Would it be better if I just ended it all?

Because what's the thing I'm holding onto? A fantasy of Brad coming back? Of finding Liam? Of Stella really being alive after all these years? Of all four of us becoming best friends like some Mean-Girls-esque "happily ever after" movie ending? This can't be the only, stupid thingy making me alive right now.

I shake my head, seeing Scenty eyeballing the wine. "You... need some?" G asks, in the other room, yet noticing it too. Yuck, so nosy... And why NEED instead of WANT? Why's she got to be like that? Ugh, grammar...

I then realize something.. something I learned about alchohol after a long time of.. er.. let's just say.. 'enjoying it a bit too much'. "She shouldn't have any, it'll make her memory worse," I mention, making sure Scenty doesn't become even worse in.. erm.. the memory and mind department.

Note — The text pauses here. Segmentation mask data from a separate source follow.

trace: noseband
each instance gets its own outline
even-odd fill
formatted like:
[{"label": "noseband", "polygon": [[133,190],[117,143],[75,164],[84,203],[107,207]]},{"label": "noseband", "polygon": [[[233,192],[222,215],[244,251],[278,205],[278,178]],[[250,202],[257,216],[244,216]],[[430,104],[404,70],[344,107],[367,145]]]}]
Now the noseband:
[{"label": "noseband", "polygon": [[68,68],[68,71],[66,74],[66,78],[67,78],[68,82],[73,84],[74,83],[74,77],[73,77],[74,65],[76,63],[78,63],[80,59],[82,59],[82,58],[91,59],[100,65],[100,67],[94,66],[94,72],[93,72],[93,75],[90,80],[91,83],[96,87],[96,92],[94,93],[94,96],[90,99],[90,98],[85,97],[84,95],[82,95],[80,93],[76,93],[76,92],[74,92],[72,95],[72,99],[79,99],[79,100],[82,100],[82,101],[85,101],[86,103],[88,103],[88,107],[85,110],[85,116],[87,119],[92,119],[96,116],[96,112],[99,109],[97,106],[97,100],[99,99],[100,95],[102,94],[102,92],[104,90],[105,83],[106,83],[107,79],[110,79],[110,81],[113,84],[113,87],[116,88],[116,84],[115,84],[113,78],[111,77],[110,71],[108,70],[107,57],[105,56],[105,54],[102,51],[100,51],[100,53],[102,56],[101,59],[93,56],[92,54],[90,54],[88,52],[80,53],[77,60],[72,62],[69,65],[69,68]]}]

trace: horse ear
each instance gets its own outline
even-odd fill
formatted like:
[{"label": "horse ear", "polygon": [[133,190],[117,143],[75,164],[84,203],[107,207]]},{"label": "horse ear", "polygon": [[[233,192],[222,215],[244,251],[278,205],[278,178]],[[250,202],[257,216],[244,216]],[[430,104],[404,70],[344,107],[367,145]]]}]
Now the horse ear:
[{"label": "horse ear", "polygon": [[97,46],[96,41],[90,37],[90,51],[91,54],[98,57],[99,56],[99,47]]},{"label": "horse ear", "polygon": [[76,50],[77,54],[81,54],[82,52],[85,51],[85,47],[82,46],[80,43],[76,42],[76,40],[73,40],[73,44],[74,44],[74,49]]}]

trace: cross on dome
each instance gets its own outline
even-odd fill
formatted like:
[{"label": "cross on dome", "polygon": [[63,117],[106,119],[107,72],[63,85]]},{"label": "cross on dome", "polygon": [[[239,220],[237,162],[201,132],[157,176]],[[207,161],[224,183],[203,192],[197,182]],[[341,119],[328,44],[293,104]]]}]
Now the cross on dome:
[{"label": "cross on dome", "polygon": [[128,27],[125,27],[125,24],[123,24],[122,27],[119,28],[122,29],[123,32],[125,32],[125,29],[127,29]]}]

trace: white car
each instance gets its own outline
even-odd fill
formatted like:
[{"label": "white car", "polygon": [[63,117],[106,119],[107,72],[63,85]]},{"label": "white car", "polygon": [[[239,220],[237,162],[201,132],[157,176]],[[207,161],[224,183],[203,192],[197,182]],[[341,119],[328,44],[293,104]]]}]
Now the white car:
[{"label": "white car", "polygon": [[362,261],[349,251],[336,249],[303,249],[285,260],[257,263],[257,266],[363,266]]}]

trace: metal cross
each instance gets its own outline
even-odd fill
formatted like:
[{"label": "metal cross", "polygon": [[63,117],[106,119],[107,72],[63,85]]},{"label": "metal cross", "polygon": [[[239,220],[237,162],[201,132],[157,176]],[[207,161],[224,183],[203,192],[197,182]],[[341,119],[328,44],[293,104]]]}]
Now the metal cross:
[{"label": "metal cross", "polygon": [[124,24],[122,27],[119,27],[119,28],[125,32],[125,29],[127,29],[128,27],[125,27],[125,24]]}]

She pouts, "Please? I want some so bad! I wanna have fun..." He whines and pulls the- MY- raincoat over her head. Just give up the raincoat. Give it up. She can buy her own, so why does this specific one matter? And it's mine!

Nonetheless, I am NOT letting her drink that wine and hurt herself like G almost did. "No, you'll get hurt."

"Nooo, I want some...!"

"You CAN'T! End of story."

"It's just this one time!" G speaks up, "Please, won't you let her? She's an adult and can make her own choices!"

"You're one to talk, Miss I-will-drink-until-I-black-out!" I glare at her. Why does SHE think she can boss us around?! She's a drunk! Maybe. Possibly. I... don't know.